Many readers and moviegoers know Louis Begley through his creation Warren Schmidt (there have been three books, and a movie starring Jack Nicholson), but I first encountered Begley through his award-winning debut novel, Wartime Lies. A harrowing tale of how a Polish-Jewish boy and his mother survived the Holocaust (Begley himself was born in Poland), that book is as much memoir as novel. In Memories of a Marriage, Begley steps away from both his childhood and the redoubtable Schmidt.

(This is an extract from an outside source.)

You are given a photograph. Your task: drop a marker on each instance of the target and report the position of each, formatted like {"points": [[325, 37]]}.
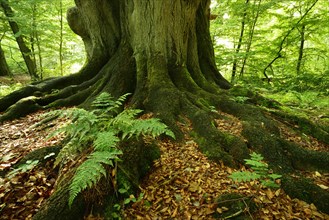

What he steps into is the lives of Lucy and Thomas Snow, wed in the ‘50s, divorced a decade and a half later. The narrator, a widowed novelist named Phillip, lives in post-9/11 New York and one evening at the ballet, he bumps into Lucy, an old friend and former flame. She appears, at first, to have aged well, still striking despite being in her seventies. Phillip quickly learns, however, that Lucy has descended into bitterness (and probably alcoholism). She begins a series of confessional/complaint sessions with the Phillip, reflecting on her life before her marriage, what drove her to marry Thomas, and what she believes were his sins. By his own admission, Phillip becomes obsessed with the Snows’ marriage, and since Thomas has been dead for several years, to get a more balanced picture, Phillip turns to the Snows’ friends and family members—Thomas’s clients and colleagues; the Snows’ son; Thomas’s second wife, now happily remarried; people they dined and vacationed with.
We learn what happened to Lucy and Thomas, why they married, why they shouldn’t have, and what tore them apart. But Phillip tells the Snows’ story in the shadow of his own marriage; he shares all the sordid details of the Snows’ disastrous marriage while being very stingy with the details of his long and reportedly happy marriage to Bella. Maybe it’s just that someone like Lucy shares everything in the pursuit of some sort of justice, while someone like Phillip holds his memories close and precious, feeling little need to share them. However, if Begley had given his reader a better picture of Phillip’s successful marriage, to balance that of Lucy’s catastrophic one, Memories of a Marriage might have been a greater pleasure and a wiser book.